At the moment, things have settled somewhat. He’s the darling of the blogs, with his most recent mixtape, “Trunk Muzik,” winning universal acclaim and earning him a deal with Interscope Records, which presumably is already brainstorming ways to turn Yelawolf into the next Eminem. And thanks to his pyrotechnic double-timed raps and eye for narrative detail, the Slim Shady comparisons are certain to dog him for the immediate future. Yet Yelawolf’s rap roots bear a love of everything from cult heroes such Hieroglyphics and Twista, to Goodie Mob, to the dirty South devil waltz of Three 6 Mafia.
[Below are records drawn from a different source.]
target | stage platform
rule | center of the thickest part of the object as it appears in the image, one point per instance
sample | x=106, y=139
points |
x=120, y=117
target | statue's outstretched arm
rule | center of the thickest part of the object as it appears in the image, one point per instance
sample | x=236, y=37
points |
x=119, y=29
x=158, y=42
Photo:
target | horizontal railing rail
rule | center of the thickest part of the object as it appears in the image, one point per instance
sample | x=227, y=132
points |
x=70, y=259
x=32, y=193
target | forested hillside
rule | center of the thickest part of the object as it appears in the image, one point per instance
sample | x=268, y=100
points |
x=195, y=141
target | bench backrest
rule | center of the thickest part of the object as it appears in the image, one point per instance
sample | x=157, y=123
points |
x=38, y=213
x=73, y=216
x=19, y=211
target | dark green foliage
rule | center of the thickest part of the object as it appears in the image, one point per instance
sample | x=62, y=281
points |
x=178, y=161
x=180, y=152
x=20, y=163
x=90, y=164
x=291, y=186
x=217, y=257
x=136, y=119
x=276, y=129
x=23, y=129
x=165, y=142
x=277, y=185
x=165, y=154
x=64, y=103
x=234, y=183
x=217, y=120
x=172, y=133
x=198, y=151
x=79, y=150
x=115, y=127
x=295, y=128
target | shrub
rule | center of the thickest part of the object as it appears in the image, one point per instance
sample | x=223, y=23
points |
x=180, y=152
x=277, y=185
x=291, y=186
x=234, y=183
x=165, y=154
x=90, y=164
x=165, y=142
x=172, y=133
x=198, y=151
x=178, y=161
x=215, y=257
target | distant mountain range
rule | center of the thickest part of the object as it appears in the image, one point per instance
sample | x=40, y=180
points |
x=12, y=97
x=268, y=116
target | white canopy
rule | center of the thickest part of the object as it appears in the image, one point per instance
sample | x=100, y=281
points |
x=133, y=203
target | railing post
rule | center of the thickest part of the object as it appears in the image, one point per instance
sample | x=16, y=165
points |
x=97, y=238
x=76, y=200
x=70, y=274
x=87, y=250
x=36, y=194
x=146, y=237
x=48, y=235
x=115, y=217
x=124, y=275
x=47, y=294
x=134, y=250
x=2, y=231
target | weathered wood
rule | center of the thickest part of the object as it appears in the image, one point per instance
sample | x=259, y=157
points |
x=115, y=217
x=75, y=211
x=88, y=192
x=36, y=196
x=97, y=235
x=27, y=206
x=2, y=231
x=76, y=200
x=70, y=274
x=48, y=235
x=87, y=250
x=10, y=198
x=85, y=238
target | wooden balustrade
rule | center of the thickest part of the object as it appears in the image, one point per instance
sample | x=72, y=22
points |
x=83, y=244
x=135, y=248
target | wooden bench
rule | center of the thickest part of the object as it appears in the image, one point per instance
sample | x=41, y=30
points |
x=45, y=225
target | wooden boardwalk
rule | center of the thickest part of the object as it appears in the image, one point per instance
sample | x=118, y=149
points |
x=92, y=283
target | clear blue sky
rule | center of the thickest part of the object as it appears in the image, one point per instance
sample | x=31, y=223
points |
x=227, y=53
Unafraid to sketch the redneck culture of meth labs, Monte Carlo’s and Mossbergs, the Motion Family-directed video for “Pop the Trunk” portrayed the backwoods exigencies of life in Gadsden with a grim and careful eye. Yet this represents only a fraction of Yelawolf’s sound, eliding his skateboard past, his love of West Coast underground rap and his classic-rock fixation (an earlier mixtape, “Stereo,” sampled Fleetwood Mac, Pink Floyd and the Doors). Signed to Columbia until a Rick Rubin reorganization foolishly jettisoned him back to the blog blob, Yelawolf is as safe a bet for stardom as anyone out right now — the rare rapper capable of earning respect from both Kid Rock and Kid Cudi fans. Provided he doesn’t get eaten by a crocodile first.

Being a white rapper is always going to engender Eminem comparisons even if you are half Native American. Have those grown tedious yet or have you just tried to take them in stride?

I can't be mad at the comparisons because I'm still just getting my feet wet. I've got years to go before I establish a full concrete Yelawolf sound. Right now, I'm focused on saying what I have to say. I have to do Yelawolf right now and not worry about anything else. That said, I think it's a fair comparison. There haven't been many white artists in hip-hop, and there's only a handful that the average person knows about, so it is what it is.